These two beauties came from an Amish greenhouse we like to frequent. We've been buying our tomato and pepper starts there for several years. Their payment counter is in the flower greenhouse - I'd be OK if I didn't have to pay for my veggies. Once I get in there I usually end up taking home a basket (or two) or some flats of posies.
These Million Bells remind me of small purple roses.
And this basket overflowing with pink Petunias is almost three feet across!
Along side the driveway is a very large mulch pile that has been aging for almost two years. It's at its prime this year and we are using it liberally. It is about six large truck loads of chipped deciduous trees in leaf. Moist, rich, and life just wants to spring from it, like these pretty little mushrooms. There are colonies of more than one kind to be found.
Across from our driveway the side of the road is awash in Purple Phlox in bloom. It was hard to get a picture as we had a nice breeze this afternoon and everything was in motion.
The Bleeding Hearts, Lilac and Ornamental Quince have all come and gone but the Bee Balm was quick to stand in their place. The distinctive blossom has such a lovely color. And it is aptly named, the bees seem to love it.
And I think there are more Columbine blooming in my front garden than I ever saw during my entire time in Colorado. They are eager and proud little bloomers. I will be transplanting them this year, so I hope they are hearty, as well.
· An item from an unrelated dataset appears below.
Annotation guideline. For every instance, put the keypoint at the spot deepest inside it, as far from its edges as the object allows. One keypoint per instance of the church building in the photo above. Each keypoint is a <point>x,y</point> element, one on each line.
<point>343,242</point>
And the Rhododendrons are spectacular this year. I think the sudden summer without the false starts of early warm ups followed by freezes suited the woody ornamentals. I love the perfect bouquets held out on friendly stems. I feel a connectedness to the Rhododendrons - they communicate with me all winter long with their posture and leaves. The colder it is, the tighter the leaves curl up into little cylinders. Who needs a thermometer when they are so willing to keep me informed? And I admire their tenacity, when all other green leaved bushes have turned to barren twigs - they keep their green on.
Tomatoes, peppers, broccoli, onions, carrots, radishes, snap peas, beets, lettuce, basil, chives and dill are filling out and will soon fill it up. And just like every year - I am captivated by the tiny seeds and fragile stems that persist and burst with life until they are strong, sturdy plants.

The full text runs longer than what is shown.